Ultimo ma non meno importante punto da analizzare riguardo Doom è Snapmap, un ricco editor di mappe multigiocatore accessibile fin da subito a chiunque metta mano sul titolo. In questo sono presenti numerosi livelli e mappe pre realizzate e vuote, riempibili di qualsivoglia oggetto animato, inanimato e interagibile con il giocatore. Una modalità davvero imperdibile per chi apprezza il game design e vuole cimentarsi nella realizzazione della propria arena. Inutile dire che questa può poi essere giocata in una delle modalità proposte nel multiplayer online con i propri amici e con i giocatori di tutto il mondo.

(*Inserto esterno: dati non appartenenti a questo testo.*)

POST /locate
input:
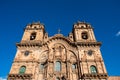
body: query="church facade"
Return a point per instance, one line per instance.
(75, 57)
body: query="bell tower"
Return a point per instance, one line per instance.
(91, 64)
(83, 32)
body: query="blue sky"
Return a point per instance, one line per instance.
(103, 15)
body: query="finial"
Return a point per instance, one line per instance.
(59, 31)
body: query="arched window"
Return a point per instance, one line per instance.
(42, 66)
(57, 78)
(57, 66)
(74, 66)
(84, 35)
(32, 36)
(93, 69)
(22, 70)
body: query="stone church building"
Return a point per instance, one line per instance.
(75, 57)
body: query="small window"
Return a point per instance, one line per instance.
(57, 66)
(84, 35)
(63, 78)
(42, 66)
(74, 66)
(57, 78)
(93, 69)
(26, 53)
(90, 52)
(32, 36)
(22, 70)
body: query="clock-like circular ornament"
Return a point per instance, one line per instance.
(90, 52)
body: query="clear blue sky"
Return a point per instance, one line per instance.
(103, 15)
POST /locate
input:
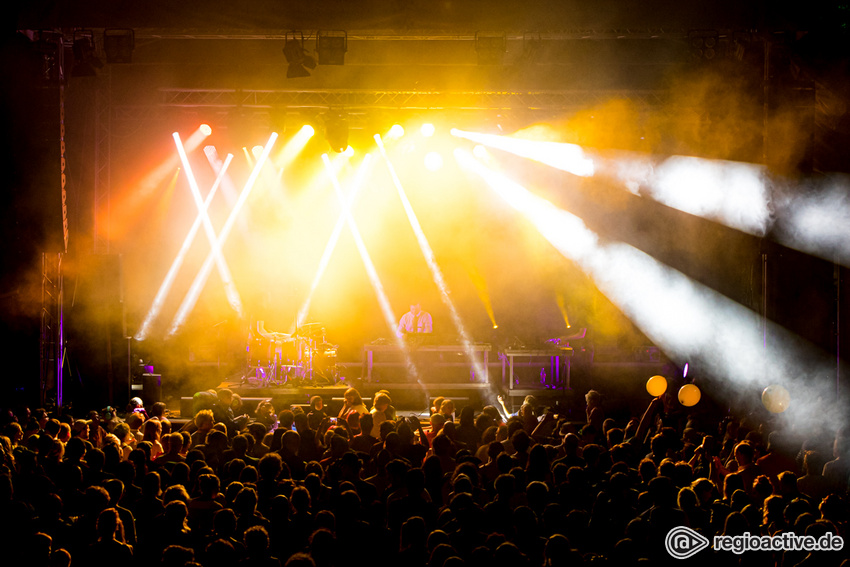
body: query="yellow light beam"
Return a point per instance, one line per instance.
(334, 237)
(223, 270)
(566, 157)
(562, 307)
(165, 287)
(483, 293)
(201, 278)
(678, 314)
(386, 308)
(436, 273)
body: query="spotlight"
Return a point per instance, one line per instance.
(86, 62)
(331, 46)
(296, 56)
(433, 161)
(118, 45)
(336, 131)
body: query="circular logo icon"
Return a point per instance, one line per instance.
(682, 542)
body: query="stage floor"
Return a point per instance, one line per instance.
(408, 398)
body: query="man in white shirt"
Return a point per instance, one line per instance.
(415, 321)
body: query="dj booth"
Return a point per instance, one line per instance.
(445, 364)
(433, 363)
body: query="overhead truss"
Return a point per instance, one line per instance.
(404, 100)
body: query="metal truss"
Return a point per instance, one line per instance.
(102, 156)
(51, 332)
(404, 100)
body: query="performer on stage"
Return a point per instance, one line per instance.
(415, 321)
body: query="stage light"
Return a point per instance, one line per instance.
(433, 161)
(336, 131)
(331, 47)
(566, 157)
(294, 146)
(431, 261)
(296, 56)
(86, 62)
(167, 282)
(118, 45)
(201, 278)
(248, 156)
(483, 293)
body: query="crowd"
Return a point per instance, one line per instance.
(301, 486)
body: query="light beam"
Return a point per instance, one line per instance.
(436, 273)
(223, 270)
(201, 278)
(386, 308)
(165, 287)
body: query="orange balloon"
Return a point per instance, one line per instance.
(689, 395)
(656, 386)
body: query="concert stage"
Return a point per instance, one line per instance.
(408, 397)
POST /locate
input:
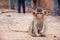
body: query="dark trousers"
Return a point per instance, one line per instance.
(59, 7)
(21, 3)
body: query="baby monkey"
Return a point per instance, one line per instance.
(38, 27)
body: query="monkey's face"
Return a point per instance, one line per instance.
(39, 15)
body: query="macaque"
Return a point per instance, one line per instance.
(38, 27)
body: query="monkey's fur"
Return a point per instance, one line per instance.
(38, 27)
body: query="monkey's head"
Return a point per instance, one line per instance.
(39, 13)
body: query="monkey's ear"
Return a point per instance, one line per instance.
(34, 13)
(45, 12)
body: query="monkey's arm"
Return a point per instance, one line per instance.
(44, 27)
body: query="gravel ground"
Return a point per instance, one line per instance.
(21, 22)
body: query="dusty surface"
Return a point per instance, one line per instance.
(15, 21)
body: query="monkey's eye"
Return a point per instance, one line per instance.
(38, 13)
(45, 12)
(41, 13)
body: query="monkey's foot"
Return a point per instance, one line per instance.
(43, 35)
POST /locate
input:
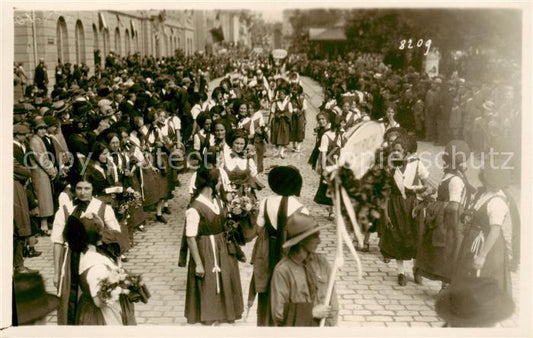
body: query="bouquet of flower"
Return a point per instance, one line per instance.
(241, 206)
(239, 227)
(127, 200)
(120, 282)
(111, 287)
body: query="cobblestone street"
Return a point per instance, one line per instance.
(376, 300)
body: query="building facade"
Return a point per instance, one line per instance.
(74, 36)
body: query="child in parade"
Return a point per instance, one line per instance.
(299, 281)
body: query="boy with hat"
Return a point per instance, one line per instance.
(22, 231)
(286, 183)
(299, 282)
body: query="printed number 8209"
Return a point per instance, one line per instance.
(409, 44)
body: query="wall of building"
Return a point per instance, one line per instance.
(72, 36)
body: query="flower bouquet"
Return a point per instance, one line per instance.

Doom è tutto ciò che un reboot dovrebbe essere e un modello da seguire anche per la produzione videoludica attuale che avrebbe molto da imparare dagli anni passati. ID Software ha saputo ricreare perfettamente la frenesia e la brutalità che hanno fatto grande il brand nel 1993 al momento della sua uscita, inserendo numerosi elementi attuali che hanno reso il titolo più giovane che mai.
L'ottima realizzazione tecnica ha saputo offrire una grafica che delizierà anche gli occhi più esigenti con un frame rate stabile a 60 frame per secondo anche nelle situazioni più concitate. Chiunque sia alla ricerca delle emozioni provate con i primi due capitoli della serie può essere sicuro di trovarle in questo nuovo titolo di rinascita mentre, per chi non si è mai avvicinato al brand, è bene specificare che Doom fa sentire decisamente il suo PEGI 18 e rappresenta la perfezione per gli amanti del corri-e-spara.